Group therapy is an area of psychotherapy which can be a stand-alone treatment or, an important part of an integrated treatment plan. A group therapy session will typically involve at least one, but possibly more than one therapist, working with a group of people all at the same time.
This form of therapy is widely used all over the world, and has been common practice with professionally trained counsellors and therapists for over fifty years now.
As human beings, we are rarely in a solitary environment. Throughout our lives we live, grow and work and develop amongst others in families, schools, organisations and companies. Group therapy emulates these environments by bringing together people so that they can share their problems, concerns and their feelings with each other. It allows people with similar problems, to come to terms with their situation and to learn from, and with one another.
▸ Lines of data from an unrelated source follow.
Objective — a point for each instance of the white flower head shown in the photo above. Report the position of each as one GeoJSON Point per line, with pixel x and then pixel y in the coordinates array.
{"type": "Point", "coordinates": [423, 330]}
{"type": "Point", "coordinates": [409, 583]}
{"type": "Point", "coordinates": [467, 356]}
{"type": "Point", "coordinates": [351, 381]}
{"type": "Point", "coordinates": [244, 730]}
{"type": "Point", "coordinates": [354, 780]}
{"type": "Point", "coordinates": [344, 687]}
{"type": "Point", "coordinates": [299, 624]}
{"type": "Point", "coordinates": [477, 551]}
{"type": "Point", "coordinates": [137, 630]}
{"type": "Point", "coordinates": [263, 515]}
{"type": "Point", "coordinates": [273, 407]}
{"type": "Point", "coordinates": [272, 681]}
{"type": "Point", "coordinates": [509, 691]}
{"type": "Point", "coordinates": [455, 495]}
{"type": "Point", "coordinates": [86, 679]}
There is no doubting the value and effectiveness of group therapy, especially in certain appropriate situations. It can be a particularly effective treatment for depression, trauma and addiction and the support and encouragement that therapy can provide through the members of the group is invaluable. The group see for themselves that there are others going through the same thing as them, and that they do not have to struggle through it alone.
Another benefit of this form of therapy is the encouragement that can be gained by other members of the group, from seeing other members as role models. As others are seen to be improving and dealing with their issues, this can serve as vital inspiration for the rest of the group.
The group session allows the counsellor to observe how the individuals cope with other members of the group, and the issues and situations that they discuss. This allows the counsellor to provide invaluable feedback to each client, to help them with their recovery. Group sessions are also cost effective, as a counsellor can treat several people at a time, which can work out much cheaper for the individuals in the group than a one on one session.